Prime Minister Vladimir V. Putin, who transformed post-Soviet Russia by imposing Kremlin control over most aspects of public life, moved on Saturday to return to the presidency and could remain until 2024, giving him a rule comparable in length with that of Brezhnev or Stalin.
The move brings an end to years of uncertainty, inside and outside Russia, about whether Mr. Putin intended to loosen his grip on power. Neither leader offered any reason for the decision, but Mr. Putin said the deal had been made years ago. If that is true, Mr. Medvedev’s presidency, and the tension that accompanied its end, now looks like an orchestrated political drama that drew in much of the world.
Mr. Putin is by far the country’s most popular politician, and he is likely to face only token competition in the March election, given the complete marginalization of any opposition parties.
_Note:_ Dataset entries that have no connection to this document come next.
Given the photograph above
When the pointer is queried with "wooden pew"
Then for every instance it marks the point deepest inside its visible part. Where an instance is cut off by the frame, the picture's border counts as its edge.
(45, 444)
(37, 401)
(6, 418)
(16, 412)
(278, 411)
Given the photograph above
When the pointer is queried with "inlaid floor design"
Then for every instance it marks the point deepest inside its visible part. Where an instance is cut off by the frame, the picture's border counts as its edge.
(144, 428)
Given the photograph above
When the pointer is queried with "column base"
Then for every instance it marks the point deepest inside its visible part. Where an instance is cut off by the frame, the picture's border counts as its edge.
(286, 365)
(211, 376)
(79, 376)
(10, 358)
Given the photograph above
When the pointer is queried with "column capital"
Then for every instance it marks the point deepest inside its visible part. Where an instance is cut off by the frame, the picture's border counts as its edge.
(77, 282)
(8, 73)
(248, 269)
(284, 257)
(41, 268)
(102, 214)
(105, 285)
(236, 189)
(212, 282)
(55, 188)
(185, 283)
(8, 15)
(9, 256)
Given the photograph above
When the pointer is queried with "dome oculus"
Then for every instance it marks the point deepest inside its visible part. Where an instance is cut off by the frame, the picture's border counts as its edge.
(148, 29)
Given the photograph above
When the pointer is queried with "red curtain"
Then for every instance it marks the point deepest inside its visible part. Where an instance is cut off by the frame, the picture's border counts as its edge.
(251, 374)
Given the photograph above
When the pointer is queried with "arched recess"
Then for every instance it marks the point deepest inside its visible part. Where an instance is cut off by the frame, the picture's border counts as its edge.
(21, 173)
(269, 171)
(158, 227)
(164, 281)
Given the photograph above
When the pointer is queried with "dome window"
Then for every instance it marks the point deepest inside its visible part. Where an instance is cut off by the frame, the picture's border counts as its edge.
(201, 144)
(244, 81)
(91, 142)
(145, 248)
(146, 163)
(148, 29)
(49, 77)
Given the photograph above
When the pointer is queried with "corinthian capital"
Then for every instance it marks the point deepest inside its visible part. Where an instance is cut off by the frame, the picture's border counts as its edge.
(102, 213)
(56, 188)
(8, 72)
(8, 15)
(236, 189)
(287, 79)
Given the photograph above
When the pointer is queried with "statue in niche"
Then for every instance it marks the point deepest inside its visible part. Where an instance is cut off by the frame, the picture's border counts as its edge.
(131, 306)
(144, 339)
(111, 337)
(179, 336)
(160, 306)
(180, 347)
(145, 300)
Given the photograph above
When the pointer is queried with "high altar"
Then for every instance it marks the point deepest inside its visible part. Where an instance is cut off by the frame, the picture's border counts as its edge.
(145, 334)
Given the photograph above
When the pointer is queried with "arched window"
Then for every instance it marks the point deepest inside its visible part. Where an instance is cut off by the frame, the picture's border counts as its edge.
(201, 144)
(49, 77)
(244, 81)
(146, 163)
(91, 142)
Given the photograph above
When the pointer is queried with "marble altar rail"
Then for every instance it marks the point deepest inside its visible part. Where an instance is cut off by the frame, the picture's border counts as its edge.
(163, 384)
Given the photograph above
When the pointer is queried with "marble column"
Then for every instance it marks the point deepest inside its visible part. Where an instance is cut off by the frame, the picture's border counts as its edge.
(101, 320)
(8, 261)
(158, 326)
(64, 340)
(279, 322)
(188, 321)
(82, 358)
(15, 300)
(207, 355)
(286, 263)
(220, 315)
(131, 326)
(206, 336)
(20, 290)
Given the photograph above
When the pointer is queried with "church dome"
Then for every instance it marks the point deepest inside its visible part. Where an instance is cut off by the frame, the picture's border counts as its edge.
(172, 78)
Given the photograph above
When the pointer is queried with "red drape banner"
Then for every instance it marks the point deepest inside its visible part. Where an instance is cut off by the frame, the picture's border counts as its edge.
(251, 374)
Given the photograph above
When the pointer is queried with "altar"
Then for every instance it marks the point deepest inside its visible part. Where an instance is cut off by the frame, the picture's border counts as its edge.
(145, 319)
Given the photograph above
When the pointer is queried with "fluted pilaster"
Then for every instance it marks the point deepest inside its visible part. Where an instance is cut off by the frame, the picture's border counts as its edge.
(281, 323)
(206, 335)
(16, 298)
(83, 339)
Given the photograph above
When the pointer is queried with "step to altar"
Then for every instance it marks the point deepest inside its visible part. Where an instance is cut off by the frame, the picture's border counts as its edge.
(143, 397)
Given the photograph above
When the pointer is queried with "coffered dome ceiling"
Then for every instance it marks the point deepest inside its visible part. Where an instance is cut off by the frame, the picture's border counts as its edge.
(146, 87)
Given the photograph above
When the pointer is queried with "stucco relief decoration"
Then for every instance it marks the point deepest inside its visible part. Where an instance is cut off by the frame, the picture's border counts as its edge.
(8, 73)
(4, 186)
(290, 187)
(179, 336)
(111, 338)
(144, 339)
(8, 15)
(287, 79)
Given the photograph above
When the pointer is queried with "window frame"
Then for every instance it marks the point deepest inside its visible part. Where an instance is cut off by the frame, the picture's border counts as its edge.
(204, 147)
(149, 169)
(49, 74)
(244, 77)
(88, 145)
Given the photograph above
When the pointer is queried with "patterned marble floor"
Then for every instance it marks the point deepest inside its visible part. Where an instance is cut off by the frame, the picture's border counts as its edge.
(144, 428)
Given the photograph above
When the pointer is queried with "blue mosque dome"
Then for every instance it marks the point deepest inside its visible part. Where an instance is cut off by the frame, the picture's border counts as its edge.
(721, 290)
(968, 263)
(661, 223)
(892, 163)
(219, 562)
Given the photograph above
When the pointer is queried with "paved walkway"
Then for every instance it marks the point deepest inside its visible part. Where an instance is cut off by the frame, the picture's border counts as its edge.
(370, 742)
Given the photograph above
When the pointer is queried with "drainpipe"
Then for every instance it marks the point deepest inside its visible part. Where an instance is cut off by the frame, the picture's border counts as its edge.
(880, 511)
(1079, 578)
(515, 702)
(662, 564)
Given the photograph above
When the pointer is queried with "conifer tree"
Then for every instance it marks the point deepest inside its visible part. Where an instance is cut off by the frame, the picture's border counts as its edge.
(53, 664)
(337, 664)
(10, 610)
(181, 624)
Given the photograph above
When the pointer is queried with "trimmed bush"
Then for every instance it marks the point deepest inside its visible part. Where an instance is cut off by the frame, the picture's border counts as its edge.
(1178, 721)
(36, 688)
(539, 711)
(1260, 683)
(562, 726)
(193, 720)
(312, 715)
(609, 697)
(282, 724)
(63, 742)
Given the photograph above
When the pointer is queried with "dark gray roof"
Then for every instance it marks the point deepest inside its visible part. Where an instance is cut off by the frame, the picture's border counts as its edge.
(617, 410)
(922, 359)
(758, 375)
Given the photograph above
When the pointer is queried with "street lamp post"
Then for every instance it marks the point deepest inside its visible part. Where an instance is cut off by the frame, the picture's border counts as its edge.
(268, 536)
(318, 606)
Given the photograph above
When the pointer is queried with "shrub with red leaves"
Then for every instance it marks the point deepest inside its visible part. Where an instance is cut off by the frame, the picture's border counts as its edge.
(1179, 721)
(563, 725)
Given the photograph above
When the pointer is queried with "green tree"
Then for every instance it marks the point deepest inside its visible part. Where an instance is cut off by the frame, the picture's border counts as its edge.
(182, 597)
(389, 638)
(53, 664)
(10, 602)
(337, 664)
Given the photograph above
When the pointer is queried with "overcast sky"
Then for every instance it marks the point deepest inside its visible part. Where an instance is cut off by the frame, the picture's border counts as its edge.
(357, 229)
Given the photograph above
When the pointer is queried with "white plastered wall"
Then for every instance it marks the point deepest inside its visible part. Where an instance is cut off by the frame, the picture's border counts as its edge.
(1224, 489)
One of Mr. Medvedev’s first acts as president was to extend the term to six years, meaning that Mr. Putin could serve for up to 12 years. If that carries through, he will have been Russia’s pre-eminent leader for more than 24 years, putting him in the same category as two of the Soviet Union’s definitive leaders: Leonid Brezhnev, in power for 18 years at the height of the cold war; and Josef Stalin, who kept a grip on power for roughly 30 years.
“The fact that the president, as a politician, betrayed those who believed in him — that is political self-annihilation, and he has the right to do it,” Mr. Pavlovsky told the radio station Ekho Moskvy. He called the move “a blow to the prestige of the institution of the presidency in Russia.”
Various political experts questioned Mr. Putin’s assertion that the decision was long since set in stone. The economist Mikhail G. Delyagin, a former government aide, said Mr. Medvedev had “exhibited a degree of independence,” and, if elected to a second term, could have tried “to become a real president and not a technical one.”
“I know that Putin and Medvedev had to clarify their agreement several times and that at times these conversations were difficult,” said Mr. Delyagin, director of the Institute of Globalization Issues. “There were moments where there was absolutely a sense that Medvedev spat on this agreement and tried to play his own game. But in the end he turned out to be weak.”